Avec sa voix qui coule comme du miel infusé au satin des années 90, la native de NYC flirte ici avec l’héritage sensuel du R&B millésimé — les soupirs de Brandy, les syncopes de Aaliyah — tout en y injectant une énergie pop solaire à la Britney première époque. Les beats dansent, les synthés ondulent, mais c’est surtout Asha qui capte l’attention : une voix à la fois souple et tranchante, magnétique comme un regard qu’on évite mais qu’on n’oublie pas.
Là où tant d’artistes hésitent entre nostalgie et nouveauté, elle opte pour la fusion. Et ça fonctionne. “Yoga” est une tension maîtrisée entre attraction et recul, entre euphorie et chute libre, comme si l’on écrivait un poème dans la vapeur d’une salle de danse.
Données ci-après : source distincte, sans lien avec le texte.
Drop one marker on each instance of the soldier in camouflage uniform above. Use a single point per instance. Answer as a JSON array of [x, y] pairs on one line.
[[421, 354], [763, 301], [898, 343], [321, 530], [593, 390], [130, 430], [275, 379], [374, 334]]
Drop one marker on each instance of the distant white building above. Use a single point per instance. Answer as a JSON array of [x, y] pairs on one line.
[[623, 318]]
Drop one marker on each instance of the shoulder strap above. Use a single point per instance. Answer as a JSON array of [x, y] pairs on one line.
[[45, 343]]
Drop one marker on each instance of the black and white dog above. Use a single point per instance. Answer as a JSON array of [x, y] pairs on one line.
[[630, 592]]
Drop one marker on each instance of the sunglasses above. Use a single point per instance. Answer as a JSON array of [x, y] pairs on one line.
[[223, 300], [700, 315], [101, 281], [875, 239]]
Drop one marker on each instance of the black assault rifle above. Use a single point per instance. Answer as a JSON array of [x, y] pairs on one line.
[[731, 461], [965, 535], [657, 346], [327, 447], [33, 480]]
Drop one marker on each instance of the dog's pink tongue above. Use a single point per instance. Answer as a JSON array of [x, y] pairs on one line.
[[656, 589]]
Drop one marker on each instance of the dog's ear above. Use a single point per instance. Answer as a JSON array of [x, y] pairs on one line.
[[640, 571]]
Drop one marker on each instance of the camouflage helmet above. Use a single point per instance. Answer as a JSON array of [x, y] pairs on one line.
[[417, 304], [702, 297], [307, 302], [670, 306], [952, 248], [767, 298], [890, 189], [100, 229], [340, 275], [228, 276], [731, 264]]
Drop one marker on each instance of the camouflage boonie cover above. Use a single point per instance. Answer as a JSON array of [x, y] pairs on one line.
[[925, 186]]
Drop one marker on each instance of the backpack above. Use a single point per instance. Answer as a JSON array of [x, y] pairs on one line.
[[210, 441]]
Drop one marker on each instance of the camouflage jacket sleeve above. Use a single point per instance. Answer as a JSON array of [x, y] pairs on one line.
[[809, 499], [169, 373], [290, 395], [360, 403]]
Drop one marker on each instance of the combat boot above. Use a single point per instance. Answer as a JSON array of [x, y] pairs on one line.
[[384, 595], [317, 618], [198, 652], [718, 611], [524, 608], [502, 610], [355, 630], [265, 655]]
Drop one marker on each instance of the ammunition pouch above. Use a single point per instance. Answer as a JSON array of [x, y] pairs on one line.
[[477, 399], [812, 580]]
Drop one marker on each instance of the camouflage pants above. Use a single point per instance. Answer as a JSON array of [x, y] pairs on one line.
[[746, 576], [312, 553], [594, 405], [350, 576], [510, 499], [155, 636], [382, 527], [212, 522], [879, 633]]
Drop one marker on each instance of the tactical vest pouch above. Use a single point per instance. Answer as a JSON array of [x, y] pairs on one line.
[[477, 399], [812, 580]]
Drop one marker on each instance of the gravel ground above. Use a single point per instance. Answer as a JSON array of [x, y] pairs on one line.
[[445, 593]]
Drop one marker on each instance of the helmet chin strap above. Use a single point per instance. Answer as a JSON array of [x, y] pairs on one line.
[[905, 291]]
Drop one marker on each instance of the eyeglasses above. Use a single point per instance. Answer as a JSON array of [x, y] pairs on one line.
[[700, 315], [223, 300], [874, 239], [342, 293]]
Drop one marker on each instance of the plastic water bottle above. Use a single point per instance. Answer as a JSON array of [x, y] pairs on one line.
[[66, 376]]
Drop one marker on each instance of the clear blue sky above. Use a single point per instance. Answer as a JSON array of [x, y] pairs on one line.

Il y a du Janet dans la posture, du Queen dans le panache, et surtout cette volonté d’incarner jusqu’au bout chaque pulsation, chaque rupture de rythme.
Produite avec une précision qui fait penser aux grandes heures de LaFace Records, cette piste pourrait tourner en boucle dans une session de fin de soirée ou se glisser dans une setlist de club sans jamais perdre son mystère. Asha Maclean ne se contente pas d’interpréter : elle chorégraphie le chaos amoureux avec la précision d’une grande. Une entrée en scène pleine d’assurance pour une artiste qui, clairement, ne vient pas faire de la figuration.